At its core, short-term insurance helps businesses create a safety net that enables recovery after natural and extreme weather events. Now, we can geocode client addresses to enable precise peril assessment at individual property locations. This helps ensure that we price climate-related risks accurately and fairly and enables us to sustain cover into the future.
Insurance alone isn’t enough
Adaptation strategies are becoming essential across sectors. For farmers, this might mean planting more drought-tolerant crops or using climate forecasts to guide planting decisions. For industrial operations, it could mean investing in more resilient infrastructure or switching to renewable energy, which brings both environmental and financial benefits.
One area seeing real innovation is agriculture. Given its vulnerability to climate shifts, the sector is at the forefront of both risk and adaptation. Santam Agriculture offers both named peril and multi-peril crop insurance that covers the main risks affecting agricultural production, including drought, floods, hail, and frost,” says Stevens. We also provide our agri clients with seasonal climate outlook, that allows them to make informed operational decisions.
Businesses don’t operate in isolation. They depend on functioning municipalities, infrastructure, and communities which is why building broader societal resilience is increasingly becoming part of the equation.

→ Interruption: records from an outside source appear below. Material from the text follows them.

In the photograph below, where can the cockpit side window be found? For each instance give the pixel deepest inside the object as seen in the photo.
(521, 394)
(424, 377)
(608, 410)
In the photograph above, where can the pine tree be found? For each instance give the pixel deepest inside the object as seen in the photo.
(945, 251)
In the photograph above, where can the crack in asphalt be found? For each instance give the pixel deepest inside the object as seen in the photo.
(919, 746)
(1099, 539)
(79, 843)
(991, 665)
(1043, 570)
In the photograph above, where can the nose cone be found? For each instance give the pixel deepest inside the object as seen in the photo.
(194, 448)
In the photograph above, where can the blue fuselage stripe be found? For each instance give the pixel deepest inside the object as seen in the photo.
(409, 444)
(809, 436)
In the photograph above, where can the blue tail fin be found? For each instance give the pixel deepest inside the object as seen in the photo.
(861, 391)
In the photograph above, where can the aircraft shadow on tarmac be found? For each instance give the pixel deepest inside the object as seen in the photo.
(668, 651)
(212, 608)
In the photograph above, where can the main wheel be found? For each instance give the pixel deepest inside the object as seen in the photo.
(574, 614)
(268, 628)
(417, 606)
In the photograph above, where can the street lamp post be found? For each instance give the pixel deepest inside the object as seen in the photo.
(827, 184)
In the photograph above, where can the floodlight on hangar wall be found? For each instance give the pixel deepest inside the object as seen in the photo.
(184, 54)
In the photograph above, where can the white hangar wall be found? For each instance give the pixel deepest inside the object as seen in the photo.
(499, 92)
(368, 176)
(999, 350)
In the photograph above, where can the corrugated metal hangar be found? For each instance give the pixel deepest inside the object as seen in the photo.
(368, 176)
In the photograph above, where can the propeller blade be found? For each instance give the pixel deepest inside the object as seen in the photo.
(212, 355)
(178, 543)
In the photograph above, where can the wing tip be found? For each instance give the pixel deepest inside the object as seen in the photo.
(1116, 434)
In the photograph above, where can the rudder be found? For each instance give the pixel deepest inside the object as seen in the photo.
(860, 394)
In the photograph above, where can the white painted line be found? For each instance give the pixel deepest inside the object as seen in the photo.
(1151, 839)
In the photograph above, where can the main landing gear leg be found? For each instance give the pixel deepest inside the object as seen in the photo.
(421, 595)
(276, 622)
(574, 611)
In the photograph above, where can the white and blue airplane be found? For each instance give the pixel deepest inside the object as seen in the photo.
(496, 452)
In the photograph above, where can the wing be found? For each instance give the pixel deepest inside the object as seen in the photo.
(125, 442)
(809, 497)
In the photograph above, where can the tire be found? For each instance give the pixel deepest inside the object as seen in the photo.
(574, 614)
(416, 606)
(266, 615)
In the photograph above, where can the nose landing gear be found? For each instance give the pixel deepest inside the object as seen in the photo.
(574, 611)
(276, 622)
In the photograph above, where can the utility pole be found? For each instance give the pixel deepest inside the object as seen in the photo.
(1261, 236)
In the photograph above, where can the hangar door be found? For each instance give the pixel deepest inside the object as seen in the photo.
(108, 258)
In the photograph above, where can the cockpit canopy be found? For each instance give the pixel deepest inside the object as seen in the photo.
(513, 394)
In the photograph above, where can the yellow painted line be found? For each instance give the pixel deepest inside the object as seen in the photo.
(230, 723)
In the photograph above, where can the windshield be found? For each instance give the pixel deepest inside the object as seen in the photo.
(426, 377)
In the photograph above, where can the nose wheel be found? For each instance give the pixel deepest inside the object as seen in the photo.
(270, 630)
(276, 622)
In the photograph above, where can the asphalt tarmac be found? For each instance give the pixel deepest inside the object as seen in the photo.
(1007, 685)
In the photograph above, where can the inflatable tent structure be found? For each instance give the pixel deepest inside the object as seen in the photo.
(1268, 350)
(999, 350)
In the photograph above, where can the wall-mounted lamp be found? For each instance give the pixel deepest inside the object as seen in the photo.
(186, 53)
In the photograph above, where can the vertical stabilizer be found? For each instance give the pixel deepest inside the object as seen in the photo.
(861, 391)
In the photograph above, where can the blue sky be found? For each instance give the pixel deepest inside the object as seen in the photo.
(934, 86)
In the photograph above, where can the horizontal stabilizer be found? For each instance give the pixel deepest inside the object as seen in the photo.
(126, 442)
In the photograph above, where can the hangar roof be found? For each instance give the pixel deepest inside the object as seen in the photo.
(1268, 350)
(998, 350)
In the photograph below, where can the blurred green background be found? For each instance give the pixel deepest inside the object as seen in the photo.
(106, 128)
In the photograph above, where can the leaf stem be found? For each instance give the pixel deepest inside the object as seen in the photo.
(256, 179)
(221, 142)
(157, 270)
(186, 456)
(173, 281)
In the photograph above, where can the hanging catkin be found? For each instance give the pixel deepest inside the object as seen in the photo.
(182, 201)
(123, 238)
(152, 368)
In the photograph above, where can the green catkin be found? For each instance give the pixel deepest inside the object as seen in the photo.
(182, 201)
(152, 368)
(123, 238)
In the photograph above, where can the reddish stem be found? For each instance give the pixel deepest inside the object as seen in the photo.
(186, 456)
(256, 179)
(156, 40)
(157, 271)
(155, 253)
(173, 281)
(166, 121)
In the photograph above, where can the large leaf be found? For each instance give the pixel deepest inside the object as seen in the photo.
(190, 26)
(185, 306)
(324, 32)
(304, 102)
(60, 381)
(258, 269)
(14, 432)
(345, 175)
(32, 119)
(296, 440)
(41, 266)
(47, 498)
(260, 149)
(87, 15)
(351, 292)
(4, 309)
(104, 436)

Our flagship programme, Partnering for Risk and Resilience (P4RR), supports over 100 municipalities with early warning systems and proactive risk management strategies. Through our partnership with the Council for Scientific and Industrial Research (CSIR), we also assist municipalities in developing climate change adaptation plans using data from the GreenBook, an online tool that presents scientific evidence and practical adaptation actions for South African cities and towns.
Closing the protection gap
Despite these efforts, a large portion of businesses remain uninsured or underinsured against climate-related risk. In South Africa, Swiss Re data cites the cumulative protection gap from 2014 to 2023 at 71%. A large protection gap hampers both households and the economic recovery following disasters, reducing an economy’s resilience.
According to Stevens, the drivers behind this gap include slow economic growth, decaying infrastructure, affordability constraints, and the increasing number of people living in high-risk areas. Over the past 10 years, weather-related catastrophe losses have doubled in size, occurring in an environment where we’re not seeing the continued uptake of insurance.
Still, there’s cause for optimism. As more businesses recognise climate risk as a present reality, interest in proactive risk management is growing. The journey of capacitating our clients to better prepare for climate-related risks is progressing and will mature as the business also matures its response to climate change.